KN: Tech is always a double-edged sword. For virtual, augmented, or extended reality technologies, they have a lot of good because it's a very interesting experience for someone to have because you get the sense of presence. There's a lot of conversation or debate about whether virtual reality could actually improve empathy. Just being present in these experiences affects how people see things.
CR: How is AI changing computer science?
KN: AI is already blowing up, we already use it in our day-to-day lives now. It's going to rapidly grow. It’s going to get a lot smarter. And with that, I feel like there's a lot of questions we still need to ask ourselves like: how much privacy are you giving away? How do you create a competency in the general public to understand what AI can do?
I find that a lot of people have to talk about [how] algorithms that do machine learning are biased because they're still learning off of whatever data you give them. The results of AI still have to be looked at and investigated and not 100 percent trusted.
CR: Is there a void in your field and have you seen your contributions as filling that need?
KN: It's like Jurassic Park: we didn't ask whether we should make it, we just asked if we could make it. What you find is that a lot of technologies that are very exciting, they can be implemented quickly, and we don't think about the backlash or effects they have.
When I discovered research opportunities and how extended reality technologies could help with cultural preservation and language learning, that's when I got really into that.
CR: What advice would you give to young people looking to break into your world?
KN: Be passionate. Go after it. Try to be strategic in the environment. It's actually good not to be the smartest person in the room, even though it's scary. It's actually good to be surrounded by people who are better than you, because you will learn from them.

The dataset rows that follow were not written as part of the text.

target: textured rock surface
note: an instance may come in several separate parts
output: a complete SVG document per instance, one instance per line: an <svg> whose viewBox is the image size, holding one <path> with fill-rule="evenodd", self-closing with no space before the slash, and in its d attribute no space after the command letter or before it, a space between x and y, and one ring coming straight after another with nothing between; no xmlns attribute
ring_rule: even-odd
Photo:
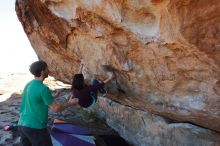
<svg viewBox="0 0 220 146"><path fill-rule="evenodd" d="M57 79L81 61L104 78L110 64L116 101L220 132L219 0L17 0L16 11Z"/></svg>

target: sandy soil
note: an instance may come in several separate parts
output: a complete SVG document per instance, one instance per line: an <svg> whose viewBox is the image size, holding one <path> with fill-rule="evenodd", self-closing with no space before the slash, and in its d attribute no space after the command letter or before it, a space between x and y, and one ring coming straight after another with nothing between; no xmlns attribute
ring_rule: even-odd
<svg viewBox="0 0 220 146"><path fill-rule="evenodd" d="M0 146L20 145L20 137L16 130L3 131L2 128L18 121L22 90L25 84L32 79L33 76L29 73L0 73ZM53 95L58 103L65 102L70 95L70 85L56 81L52 77L47 78L44 83L53 90ZM49 126L54 118L63 119L78 126L86 126L97 135L116 134L103 120L80 107L70 108L62 113L50 111Z"/></svg>

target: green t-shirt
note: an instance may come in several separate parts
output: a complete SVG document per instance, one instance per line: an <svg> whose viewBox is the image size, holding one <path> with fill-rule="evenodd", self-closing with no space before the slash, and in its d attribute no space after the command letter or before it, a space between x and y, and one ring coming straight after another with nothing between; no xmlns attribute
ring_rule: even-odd
<svg viewBox="0 0 220 146"><path fill-rule="evenodd" d="M30 81L24 88L18 125L43 129L47 127L48 105L53 103L50 89L40 80Z"/></svg>

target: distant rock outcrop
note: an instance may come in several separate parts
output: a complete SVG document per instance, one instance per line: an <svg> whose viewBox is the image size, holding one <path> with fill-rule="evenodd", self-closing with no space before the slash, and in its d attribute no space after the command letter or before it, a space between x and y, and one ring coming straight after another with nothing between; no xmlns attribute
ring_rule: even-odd
<svg viewBox="0 0 220 146"><path fill-rule="evenodd" d="M220 145L219 134L179 126L220 132L219 0L17 0L16 12L57 79L70 83L81 61L87 79L105 77L101 64L115 69L108 98L120 104L100 98L98 110L131 143L183 145L194 135L197 145Z"/></svg>

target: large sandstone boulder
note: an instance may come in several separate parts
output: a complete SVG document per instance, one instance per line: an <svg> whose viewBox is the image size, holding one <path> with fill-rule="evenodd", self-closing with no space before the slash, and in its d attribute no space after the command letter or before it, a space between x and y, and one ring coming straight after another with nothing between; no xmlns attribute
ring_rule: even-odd
<svg viewBox="0 0 220 146"><path fill-rule="evenodd" d="M108 98L132 107L131 116L141 110L220 132L219 0L17 0L16 11L57 79L70 83L82 61L87 79L104 78L100 65L109 64Z"/></svg>

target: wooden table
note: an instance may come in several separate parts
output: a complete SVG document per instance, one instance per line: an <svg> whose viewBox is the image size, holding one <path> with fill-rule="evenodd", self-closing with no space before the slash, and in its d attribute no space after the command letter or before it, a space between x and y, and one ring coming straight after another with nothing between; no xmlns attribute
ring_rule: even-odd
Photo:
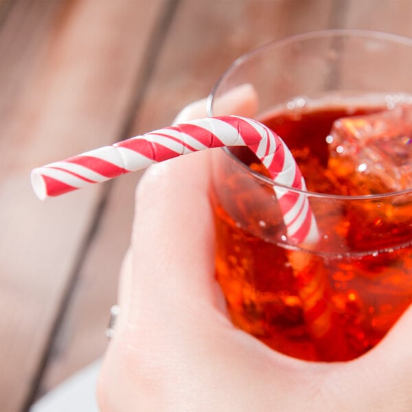
<svg viewBox="0 0 412 412"><path fill-rule="evenodd" d="M32 168L170 124L273 39L411 21L411 0L1 0L0 412L104 353L139 177L41 203Z"/></svg>

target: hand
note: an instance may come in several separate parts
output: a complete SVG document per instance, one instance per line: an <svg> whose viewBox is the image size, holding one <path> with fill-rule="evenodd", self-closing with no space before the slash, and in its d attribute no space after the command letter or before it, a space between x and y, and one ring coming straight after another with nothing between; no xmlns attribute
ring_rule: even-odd
<svg viewBox="0 0 412 412"><path fill-rule="evenodd" d="M347 363L293 359L232 325L214 279L211 156L152 166L137 187L102 411L410 411L411 309Z"/></svg>

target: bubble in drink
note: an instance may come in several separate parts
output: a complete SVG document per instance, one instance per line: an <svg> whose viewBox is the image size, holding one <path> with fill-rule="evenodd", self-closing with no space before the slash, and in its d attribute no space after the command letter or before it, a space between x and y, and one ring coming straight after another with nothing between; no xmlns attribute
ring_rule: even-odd
<svg viewBox="0 0 412 412"><path fill-rule="evenodd" d="M412 187L412 105L339 119L327 139L329 168L352 194Z"/></svg>
<svg viewBox="0 0 412 412"><path fill-rule="evenodd" d="M352 200L350 195L363 193L357 187L362 162L352 161L358 154L345 157L335 151L332 157L333 144L327 143L337 119L353 116L365 126L371 115L390 133L386 137L378 135L374 141L350 135L350 144L358 144L363 153L374 149L385 157L384 165L393 168L396 161L403 172L410 158L404 159L403 149L394 142L397 136L409 133L409 123L399 122L404 110L387 113L383 106L316 106L274 111L262 119L290 148L308 189L332 195L310 196L321 234L316 244L288 242L269 185L251 179L226 159L215 164L211 198L218 239L216 276L235 324L290 356L345 360L376 345L412 303L412 191ZM230 151L253 171L266 173L247 148ZM344 166L354 170L352 180ZM374 179L374 190L387 192L386 181ZM310 304L308 310L304 301L316 304ZM326 305L332 308L325 310Z"/></svg>

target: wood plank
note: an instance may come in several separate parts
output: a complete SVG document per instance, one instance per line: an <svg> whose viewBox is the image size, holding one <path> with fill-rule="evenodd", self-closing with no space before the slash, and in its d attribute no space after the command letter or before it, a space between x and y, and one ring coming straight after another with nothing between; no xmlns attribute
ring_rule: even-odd
<svg viewBox="0 0 412 412"><path fill-rule="evenodd" d="M327 27L328 5L323 0L312 3L316 20L308 18L308 8L300 1L180 2L128 135L169 124L184 105L205 97L222 71L247 50L302 27ZM293 23L281 24L292 15ZM101 356L106 347L103 331L129 242L138 179L135 174L113 182L39 393Z"/></svg>
<svg viewBox="0 0 412 412"><path fill-rule="evenodd" d="M21 410L32 391L106 188L41 203L30 170L119 138L163 3L22 1L4 23L1 411Z"/></svg>

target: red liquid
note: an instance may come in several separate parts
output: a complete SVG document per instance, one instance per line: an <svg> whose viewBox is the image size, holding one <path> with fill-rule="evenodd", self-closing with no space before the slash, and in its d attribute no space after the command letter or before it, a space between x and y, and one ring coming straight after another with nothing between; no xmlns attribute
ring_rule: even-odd
<svg viewBox="0 0 412 412"><path fill-rule="evenodd" d="M325 137L333 121L346 115L321 108L263 122L291 149L310 191L357 190L328 168ZM233 151L266 173L248 149ZM216 174L216 274L241 328L288 355L345 360L373 347L412 302L411 194L311 199L322 238L305 250L282 241L285 228L269 186L251 183L229 166Z"/></svg>

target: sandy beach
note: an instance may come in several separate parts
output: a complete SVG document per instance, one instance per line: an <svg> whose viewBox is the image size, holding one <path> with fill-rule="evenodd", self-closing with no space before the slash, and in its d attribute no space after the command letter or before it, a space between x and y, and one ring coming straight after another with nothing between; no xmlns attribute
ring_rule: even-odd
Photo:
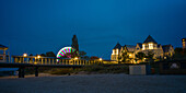
<svg viewBox="0 0 186 93"><path fill-rule="evenodd" d="M0 78L1 93L186 93L186 75L78 74Z"/></svg>

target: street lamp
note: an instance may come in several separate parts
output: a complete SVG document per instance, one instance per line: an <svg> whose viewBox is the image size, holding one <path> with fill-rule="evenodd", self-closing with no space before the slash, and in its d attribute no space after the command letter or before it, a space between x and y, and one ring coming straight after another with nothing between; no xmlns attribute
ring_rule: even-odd
<svg viewBox="0 0 186 93"><path fill-rule="evenodd" d="M102 58L100 58L98 60L100 60L100 61L102 61L103 59L102 59Z"/></svg>
<svg viewBox="0 0 186 93"><path fill-rule="evenodd" d="M23 57L27 57L27 54L23 54Z"/></svg>
<svg viewBox="0 0 186 93"><path fill-rule="evenodd" d="M78 60L78 57L75 57L74 59Z"/></svg>
<svg viewBox="0 0 186 93"><path fill-rule="evenodd" d="M23 62L24 62L24 57L27 57L27 54L23 54Z"/></svg>
<svg viewBox="0 0 186 93"><path fill-rule="evenodd" d="M40 56L38 55L38 56L37 56L37 58L39 59L39 58L40 58Z"/></svg>

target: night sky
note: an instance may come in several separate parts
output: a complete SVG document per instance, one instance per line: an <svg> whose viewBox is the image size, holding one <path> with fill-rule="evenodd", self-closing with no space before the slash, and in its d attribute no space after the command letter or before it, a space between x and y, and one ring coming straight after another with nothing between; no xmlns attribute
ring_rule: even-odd
<svg viewBox="0 0 186 93"><path fill-rule="evenodd" d="M186 0L0 0L0 44L11 55L55 54L71 46L109 59L119 42L136 45L151 35L182 47Z"/></svg>

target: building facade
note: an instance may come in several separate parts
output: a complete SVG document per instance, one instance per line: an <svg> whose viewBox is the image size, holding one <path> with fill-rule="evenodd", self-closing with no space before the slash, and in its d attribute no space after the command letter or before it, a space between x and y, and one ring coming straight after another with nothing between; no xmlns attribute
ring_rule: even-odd
<svg viewBox="0 0 186 93"><path fill-rule="evenodd" d="M136 62L136 55L138 53L144 53L148 56L149 51L153 54L153 59L163 59L166 57L172 57L174 54L174 48L172 45L161 45L158 44L152 36L148 36L143 43L138 43L137 45L125 45L121 46L119 43L113 48L113 54L111 56L112 60L121 61L123 54L128 56L128 61Z"/></svg>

CR: How do you want your legacy to be remembered?
KN: I really would like to see more technology that is more competent in Hawaiian culture, more technology that helps us preserve and practice our culture, whether it be through the ways we do science here and the mythology methodologies we have here in Hawai’i for scientific research, or how we tell stories. If the work I do inspires more people to create technologies and projects like that, I would be very happy.